What did we gain? Ask yourself -- what, exactly, did the nation create during those years? What new projects did America embark on? What betterments did we make to the lives, or health, or happiness of our citizens? What did we do?
The answer is jack-squat

4 comments:

Jim G. said...

Capital Markets are the fertilizer of any economy. A free people can chose whatever occupation they wish, however as I read that piece, I'm thinking, sounds like they are describing lawyers!


How about..the Internet, Housing, Shopping Malls?

The writer conveniently ignores the general high standard of living in this country. Too much food, not too little is generally the problem.
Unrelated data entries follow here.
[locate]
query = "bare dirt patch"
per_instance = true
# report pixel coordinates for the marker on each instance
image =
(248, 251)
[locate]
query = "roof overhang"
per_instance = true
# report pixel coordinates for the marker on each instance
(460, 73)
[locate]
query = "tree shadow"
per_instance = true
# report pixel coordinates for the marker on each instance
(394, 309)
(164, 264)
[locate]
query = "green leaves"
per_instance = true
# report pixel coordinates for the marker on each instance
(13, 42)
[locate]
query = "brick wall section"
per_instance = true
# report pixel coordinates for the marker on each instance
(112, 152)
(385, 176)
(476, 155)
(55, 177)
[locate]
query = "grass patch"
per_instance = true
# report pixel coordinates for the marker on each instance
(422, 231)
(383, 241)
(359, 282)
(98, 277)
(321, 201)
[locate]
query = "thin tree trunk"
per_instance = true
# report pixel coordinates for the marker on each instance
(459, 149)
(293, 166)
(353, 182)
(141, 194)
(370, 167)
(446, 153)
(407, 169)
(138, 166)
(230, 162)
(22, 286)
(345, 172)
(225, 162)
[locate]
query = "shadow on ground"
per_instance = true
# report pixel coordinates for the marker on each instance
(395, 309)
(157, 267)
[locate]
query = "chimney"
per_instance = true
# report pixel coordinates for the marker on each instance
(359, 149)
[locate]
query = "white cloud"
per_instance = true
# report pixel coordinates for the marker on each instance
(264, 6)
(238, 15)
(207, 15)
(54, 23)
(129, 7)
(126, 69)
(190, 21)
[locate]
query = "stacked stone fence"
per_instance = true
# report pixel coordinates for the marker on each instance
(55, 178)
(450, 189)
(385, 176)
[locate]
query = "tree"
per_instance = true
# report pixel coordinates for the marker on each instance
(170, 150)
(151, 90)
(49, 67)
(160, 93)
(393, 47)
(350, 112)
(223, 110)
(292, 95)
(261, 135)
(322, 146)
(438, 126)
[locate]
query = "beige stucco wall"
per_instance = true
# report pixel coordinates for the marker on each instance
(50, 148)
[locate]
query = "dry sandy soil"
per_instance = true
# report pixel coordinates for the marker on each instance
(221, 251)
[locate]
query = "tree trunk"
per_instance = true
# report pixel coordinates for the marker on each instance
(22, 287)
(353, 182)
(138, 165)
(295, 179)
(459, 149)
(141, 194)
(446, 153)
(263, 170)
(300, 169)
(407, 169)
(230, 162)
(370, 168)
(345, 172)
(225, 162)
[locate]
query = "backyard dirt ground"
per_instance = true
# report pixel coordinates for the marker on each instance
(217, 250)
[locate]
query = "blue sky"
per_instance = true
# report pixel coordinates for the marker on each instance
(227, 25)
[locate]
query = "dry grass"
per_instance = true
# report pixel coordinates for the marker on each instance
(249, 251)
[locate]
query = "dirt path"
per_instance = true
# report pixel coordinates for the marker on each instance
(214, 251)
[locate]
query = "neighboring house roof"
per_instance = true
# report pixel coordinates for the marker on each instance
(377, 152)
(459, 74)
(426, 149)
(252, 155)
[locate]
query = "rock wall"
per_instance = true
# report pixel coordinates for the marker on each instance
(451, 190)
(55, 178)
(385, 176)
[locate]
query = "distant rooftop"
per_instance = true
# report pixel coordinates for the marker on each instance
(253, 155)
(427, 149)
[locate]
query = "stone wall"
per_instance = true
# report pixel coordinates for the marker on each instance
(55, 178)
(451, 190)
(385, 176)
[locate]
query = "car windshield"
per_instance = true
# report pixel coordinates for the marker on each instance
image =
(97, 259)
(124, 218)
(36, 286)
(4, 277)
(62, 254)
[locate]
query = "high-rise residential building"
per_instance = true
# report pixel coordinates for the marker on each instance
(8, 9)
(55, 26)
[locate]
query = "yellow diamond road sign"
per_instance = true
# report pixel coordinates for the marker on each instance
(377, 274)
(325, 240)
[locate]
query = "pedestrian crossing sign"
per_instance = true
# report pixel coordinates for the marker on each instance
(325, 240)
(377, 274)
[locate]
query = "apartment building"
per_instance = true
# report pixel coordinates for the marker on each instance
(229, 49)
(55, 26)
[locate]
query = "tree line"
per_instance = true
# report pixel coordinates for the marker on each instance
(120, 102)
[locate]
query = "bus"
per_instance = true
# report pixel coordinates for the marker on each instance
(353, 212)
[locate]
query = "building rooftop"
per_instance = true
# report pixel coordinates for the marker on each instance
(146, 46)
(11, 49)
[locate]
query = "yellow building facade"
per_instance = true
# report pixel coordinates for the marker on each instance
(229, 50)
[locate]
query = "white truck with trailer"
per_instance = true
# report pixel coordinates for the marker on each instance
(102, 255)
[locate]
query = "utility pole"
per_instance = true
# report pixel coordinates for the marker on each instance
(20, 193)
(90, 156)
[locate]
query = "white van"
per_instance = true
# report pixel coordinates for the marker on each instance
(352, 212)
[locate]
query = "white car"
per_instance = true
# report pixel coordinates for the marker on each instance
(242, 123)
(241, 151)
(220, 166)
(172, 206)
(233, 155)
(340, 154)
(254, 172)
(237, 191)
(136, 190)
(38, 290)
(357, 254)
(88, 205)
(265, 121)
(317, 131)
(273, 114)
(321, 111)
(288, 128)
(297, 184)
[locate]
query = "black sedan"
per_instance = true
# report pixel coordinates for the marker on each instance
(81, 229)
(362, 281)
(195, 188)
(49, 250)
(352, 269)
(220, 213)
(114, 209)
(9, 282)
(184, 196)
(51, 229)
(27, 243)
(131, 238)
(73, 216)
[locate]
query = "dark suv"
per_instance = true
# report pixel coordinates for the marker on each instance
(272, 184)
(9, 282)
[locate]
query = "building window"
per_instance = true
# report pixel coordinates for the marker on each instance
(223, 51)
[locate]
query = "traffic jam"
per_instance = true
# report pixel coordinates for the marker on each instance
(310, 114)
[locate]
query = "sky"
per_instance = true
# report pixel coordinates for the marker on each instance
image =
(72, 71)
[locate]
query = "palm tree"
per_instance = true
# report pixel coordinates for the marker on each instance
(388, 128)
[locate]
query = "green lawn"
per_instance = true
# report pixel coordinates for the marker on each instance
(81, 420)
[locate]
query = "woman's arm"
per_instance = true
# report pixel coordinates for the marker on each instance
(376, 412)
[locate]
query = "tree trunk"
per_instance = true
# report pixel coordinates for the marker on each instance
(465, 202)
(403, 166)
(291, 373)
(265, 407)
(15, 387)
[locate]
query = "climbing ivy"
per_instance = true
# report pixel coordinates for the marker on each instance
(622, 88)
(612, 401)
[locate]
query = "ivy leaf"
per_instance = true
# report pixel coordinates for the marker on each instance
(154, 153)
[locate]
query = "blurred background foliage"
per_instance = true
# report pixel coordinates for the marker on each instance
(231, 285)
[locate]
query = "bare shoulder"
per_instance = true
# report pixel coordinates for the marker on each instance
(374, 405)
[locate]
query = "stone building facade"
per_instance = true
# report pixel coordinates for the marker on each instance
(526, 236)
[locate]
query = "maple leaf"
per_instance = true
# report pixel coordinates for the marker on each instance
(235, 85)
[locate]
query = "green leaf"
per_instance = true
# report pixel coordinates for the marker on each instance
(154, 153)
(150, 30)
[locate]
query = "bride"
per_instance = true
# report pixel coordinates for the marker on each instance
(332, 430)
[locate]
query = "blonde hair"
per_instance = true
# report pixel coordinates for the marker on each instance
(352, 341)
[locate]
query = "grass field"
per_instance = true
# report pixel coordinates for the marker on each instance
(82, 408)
Most have access to communication, transportation and education.

We are fortunate to live in a generous, wonderful society, built in part on the fruits of the capital markets.

Baxter said...

It was either Vanderbilt or Carnegie who pointed out that capitalism's chief components are labor, management and capital - each as as important as each leg of a three legged stool.

Mark R. said...

It is hard to comment on such a rambling piece of uninformed pap.

Please provide some back up for your rambling diatribe instead of just reworking a rant that you read on the Huffington Post.

All of these financial instruments you discuss were put in place to spread risk. The risk came from all the crap mortgages that Barney and Chris rammed down the banking systems throat. It appears that they did what they were designed to do since they have managed to cripple the entire fininacial structure.

When a forest fire starts who or what is to blame? Is it the thing that caused the first spark that turns into fire or is it the dry trees themselves that are to blame? We need to correct the genesis of this mess which is the undercollateralized loans and not reward bad behavior by bailing everyone out. If we do not than you can bet that we will find ouselves going over this precipice again.

Baxter said...

Mark -

Do you ever get thrown out of sporting events?